- Born: 15 December 1955 (age 69)
- Occupation: Radio Presenter
- Employer(s): 3AW, Crocmedia, Ace Radio Network

= Tony Leonard =

Australian radio presenter (born 1955)

Anthony Leonard (born 19 December 1955) is an Australian radio presenter.

==Career==
In 1982, he joined the radio comedy team Coodabeen Champions, who were then on 3RRR. Following them to 3LO and 3AW he stayed with this team until 2002.

He began commentating AFL matches on 3AW in 1996 and he used to present a Saturday morning 3AW show called "Glossing Over" with Trevor Marmalade and Dr. Turf, until it was axed on 21 June 2007, following 3AW's poor ratings in the football timeslots.

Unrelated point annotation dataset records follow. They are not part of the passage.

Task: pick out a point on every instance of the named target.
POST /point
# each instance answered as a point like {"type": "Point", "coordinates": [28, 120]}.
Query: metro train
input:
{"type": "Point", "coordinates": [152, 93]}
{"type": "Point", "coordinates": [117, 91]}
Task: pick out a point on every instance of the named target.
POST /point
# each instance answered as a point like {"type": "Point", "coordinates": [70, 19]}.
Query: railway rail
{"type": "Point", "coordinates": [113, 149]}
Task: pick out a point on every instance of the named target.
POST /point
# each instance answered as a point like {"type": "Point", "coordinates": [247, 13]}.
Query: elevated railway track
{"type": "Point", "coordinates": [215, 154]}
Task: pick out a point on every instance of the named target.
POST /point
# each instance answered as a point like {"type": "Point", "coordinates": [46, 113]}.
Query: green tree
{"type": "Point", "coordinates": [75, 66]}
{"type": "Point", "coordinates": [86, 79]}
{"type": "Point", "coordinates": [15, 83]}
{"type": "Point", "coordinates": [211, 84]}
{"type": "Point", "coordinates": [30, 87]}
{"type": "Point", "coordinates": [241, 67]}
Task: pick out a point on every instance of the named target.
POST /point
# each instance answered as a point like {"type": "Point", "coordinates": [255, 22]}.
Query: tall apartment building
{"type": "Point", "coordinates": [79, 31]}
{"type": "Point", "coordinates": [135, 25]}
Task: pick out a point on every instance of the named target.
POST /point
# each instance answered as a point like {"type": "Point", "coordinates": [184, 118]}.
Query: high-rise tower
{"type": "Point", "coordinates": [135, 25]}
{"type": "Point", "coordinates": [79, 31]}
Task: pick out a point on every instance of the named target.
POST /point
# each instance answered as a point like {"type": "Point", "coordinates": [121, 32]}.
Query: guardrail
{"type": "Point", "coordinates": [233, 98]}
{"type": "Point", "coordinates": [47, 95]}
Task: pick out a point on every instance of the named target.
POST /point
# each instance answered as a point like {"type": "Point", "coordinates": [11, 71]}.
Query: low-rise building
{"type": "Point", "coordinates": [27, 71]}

Since 1995, Leonard has appeared every Friday on Neil Mitchell's morning 3AW program in a segment called "3AW Pub of the Week", reviewing hotels around Melbourne and surrounding areas.

Leonard is a long-serving member of 3AW's AFL football commentary team mainly calling on Saturday Nights and Sundays. He is also a program contributor on the Ace Radio network and works for Crocmedia on a program called "Sportsday Victoria".

Leonard, with co-host Darren James, is also the alternate 3AW breakfast show host when Ross Stevenson and John Burns are on leave, usually averaging eight weeks per year in this role.

==Personal life==
Leonard is married and has children. He was originally from Footscray, Victoria.